As the mist began to burn off, Théo woke from a nap and looked at her, his eyes dark in his exhausted face.

‘I’ve been dreaming.’

But he did not elaborate.

Instead he turned to face the window where broad trenches were now visible, gouged through the terrain. The soil was the colour of tea.

‘The canal,’ he murmured.

Suzanne gazed out.

This was all that now remained of de Lesseps’ attempt to build a waterway through Panama. It had taken him eight years to admit his mistake; by then the scandal had muddied even Monsieur Eiffel’s name. Yet the cleared areas were already growing back; banana leaves and lilies draped pieces of abandoned machinery. The shame of the French was being covered over, as if the land itself were embarrassed on their behalf.

Théo contemplated the scene with a kind of morbid relish.

‘They say that twenty thousand men died out here.’

The landscape offered him no solace, no evidence of mercy or redemption. He could see only disaster, and it was everywhere he looked. It was as if his failure had taken its rightful place in a whole hierarchy of failures.

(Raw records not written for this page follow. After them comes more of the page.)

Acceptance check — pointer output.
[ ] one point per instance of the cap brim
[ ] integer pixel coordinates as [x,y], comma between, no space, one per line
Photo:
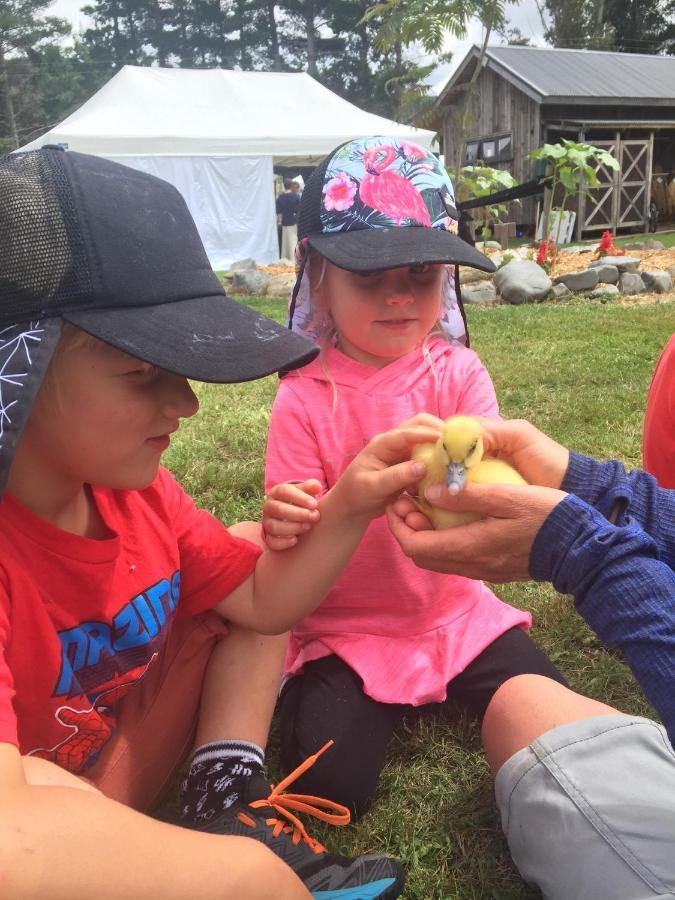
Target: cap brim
[211,339]
[375,249]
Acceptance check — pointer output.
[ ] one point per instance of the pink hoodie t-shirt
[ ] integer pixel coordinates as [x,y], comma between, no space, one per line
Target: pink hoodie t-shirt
[406,631]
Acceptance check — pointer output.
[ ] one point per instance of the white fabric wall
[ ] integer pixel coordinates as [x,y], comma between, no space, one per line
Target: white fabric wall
[231,200]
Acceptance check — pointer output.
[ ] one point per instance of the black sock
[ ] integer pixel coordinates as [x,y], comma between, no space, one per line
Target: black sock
[217,776]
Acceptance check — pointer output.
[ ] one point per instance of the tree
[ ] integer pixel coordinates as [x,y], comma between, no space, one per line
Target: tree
[22,28]
[429,21]
[628,26]
[640,26]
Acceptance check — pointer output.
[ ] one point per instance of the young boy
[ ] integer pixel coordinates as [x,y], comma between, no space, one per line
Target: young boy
[132,624]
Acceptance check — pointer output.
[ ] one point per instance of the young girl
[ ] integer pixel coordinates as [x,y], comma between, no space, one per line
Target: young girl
[376,229]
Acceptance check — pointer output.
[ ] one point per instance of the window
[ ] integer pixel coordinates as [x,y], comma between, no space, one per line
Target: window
[489,149]
[495,148]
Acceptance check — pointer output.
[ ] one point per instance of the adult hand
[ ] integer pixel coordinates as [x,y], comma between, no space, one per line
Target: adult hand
[538,458]
[495,548]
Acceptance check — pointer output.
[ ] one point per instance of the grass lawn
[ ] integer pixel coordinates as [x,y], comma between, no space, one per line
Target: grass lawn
[578,370]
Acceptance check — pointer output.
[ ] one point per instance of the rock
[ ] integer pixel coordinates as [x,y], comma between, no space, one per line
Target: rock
[249,281]
[623,263]
[470,276]
[603,290]
[631,283]
[607,274]
[579,281]
[522,281]
[479,292]
[240,264]
[573,249]
[560,291]
[281,285]
[658,281]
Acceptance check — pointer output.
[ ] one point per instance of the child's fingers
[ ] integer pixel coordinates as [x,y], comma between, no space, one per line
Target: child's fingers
[282,527]
[312,486]
[424,419]
[395,446]
[297,494]
[287,512]
[280,543]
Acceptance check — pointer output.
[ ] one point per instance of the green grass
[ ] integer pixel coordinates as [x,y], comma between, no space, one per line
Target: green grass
[580,371]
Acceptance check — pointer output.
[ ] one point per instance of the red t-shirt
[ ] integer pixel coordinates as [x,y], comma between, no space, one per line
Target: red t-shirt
[82,620]
[658,439]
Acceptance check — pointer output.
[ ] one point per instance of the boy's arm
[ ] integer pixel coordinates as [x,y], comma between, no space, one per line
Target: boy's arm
[65,842]
[286,587]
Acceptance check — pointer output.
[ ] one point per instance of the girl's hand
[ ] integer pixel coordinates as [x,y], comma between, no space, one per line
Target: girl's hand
[383,469]
[290,509]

And one failure, it seemed, could breed another. In the shipping office in Colón, they were told that there was no boat. Not for another week. When Théo tried to argue, the man just shrugged his shoulders, a slow, watery gesture that seemed to render them powerless, that was like being drowned. They had no choice but to book into the Hotel Washington, and wait.

On their first evening, Suzanne took a seat on the veranda. As the sun began to set over the Caribbean, Théo joined her. A march by Sousa blared and crackled from the graphophone in the dining-room. She wondered whether she ought not to be talking to Théo. Instead she listened to a French anthropologist tell a story about some trees that he had discovered in the province of Chiriqui. ‘They were extraordinary,’ he said. ‘Quite square.’ She presumed he meant the trunks. When he had finished his story about the trees, he launched into another. This time it was frogs. Golden frogs. He was a thin man, tubercular, with earnest lines between his eyebrows and the distinctly irritating habit of constantly swirling his drink around inside his glass. She found that his stories did not surprise her. In fact, she was not sure that she was capable of feeling anything as abrupt as surprise. Certainly it would take more than a few square trees.

When she retired to bed that night she glanced across at Théo. They had scarcely exchanged a word all day. She wondered if the anthropologist had noticed. Weren’t anthropologists in the business of noticing such things?

The lamp at her elbow began to smoke; she had to adjust the flame. Then she dipped her pen into the inkwell and continued.

From Panama we took the railroad (built by Americans, apparently!) to Colón on the Atlantic coast, which is where we are now. There is little to do here but rest; the good doctor would approve, no doubt. We leave tomorrow, on a steamship bound for New York — an eight-day voyage, if everything goes well –

The door opened and Théo entered. He hung up his hat, leaned his cane against a chair, then glanced across the room at her.

‘A letter?’

She nodded.

‘Who are you writing to?’

‘Monsieur Pharaoh.’

Standing in front of the mirror, Théo adjusted the lapels on his frock-coat. ‘Make sure you post it in the morning,’ he said. ‘There won’t be another chance for a while.’

She watched him settle in the armchair with a newspaper. The walls behind him were papered in green-and-gilt, mould blossoming above the picture-rail. Dictionaries filled the shelves. Works by Cervantes too. The size of the books wearied her; she had to look away.